I was sitting here last night when suddenly the music stopped .... and I spent the next couple of hours troubleshooting minbar, our NFS server. Minbar is a SUN Ultra30 with a 711 disk pack, running Solaris 9. During the course of this endeavor I went down many false trails because it was clear that a disk had failed but, not being able to see the disk status LEDs on the 711, it wasn't immediately apparent which disk had actually failed. (I finally figured out that this is because if a disk with metadb replicas on it fails, Solaris isn't bright enough to stop trying to update the metadb replicas on the failed disk.)

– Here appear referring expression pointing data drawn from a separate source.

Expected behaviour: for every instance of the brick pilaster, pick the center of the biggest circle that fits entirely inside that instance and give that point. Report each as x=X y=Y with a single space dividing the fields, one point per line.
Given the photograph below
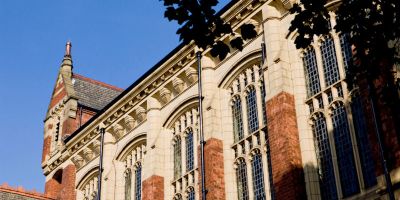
x=287 y=170
x=214 y=169
x=153 y=188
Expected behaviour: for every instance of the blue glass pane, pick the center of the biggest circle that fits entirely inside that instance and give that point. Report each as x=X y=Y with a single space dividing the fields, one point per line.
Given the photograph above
x=331 y=70
x=241 y=175
x=364 y=148
x=346 y=50
x=324 y=157
x=252 y=110
x=311 y=71
x=344 y=152
x=258 y=178
x=138 y=186
x=189 y=151
x=237 y=118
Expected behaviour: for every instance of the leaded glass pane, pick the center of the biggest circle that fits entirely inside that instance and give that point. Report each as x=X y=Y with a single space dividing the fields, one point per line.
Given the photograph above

Anyway, after realizing this, I was able to diagnose the failed disk, but didn't have a spare, so I went hunting on eBay for replacement disks without finding anything i was happy with. Five minutes after I finally gave up and went to bed, it occurred to me that I could pull a disk out of babylon4 (my Sun E3000) for now, because we're not running babylon4 at present (we can't afford the heat load or the power drain).
So today, I moved stuff around until i could haul out babylon4, popped one of its ten 9G disks, popped it into minbar's 711 array instead of the failed disk, partitioned the disk, created metadb replicas, recreated netadevices, created filesystems, did all this happy stuff and started restoring all the files ..... and about 40 minutes into restoring, the replacemetn drive crapped out with a sense error and a "FAILURE IMMINENT, REPLACE NOW" warning. Aaaaugh!!!
Lather, rinse, repeat. It's now 20 minutes or so into the second restore cycle, and no further hiccups, with a second disk borrowed from babylon4. But now I need two replacement disks....
no subject
no subject
When I put the second replacement in, I further rearranged drives, moving a Barracuda from slot 6 to slot 2 amd moving a Cheetah without a heat spreader down from slot 4 to slot 6, in order to put the second replacement Cheetah into slot 4, thus putting all three Cheetahs the closest to the cooling air intake just in case the second failure was a thermal problem. (It did seem awful hot when I took it out.)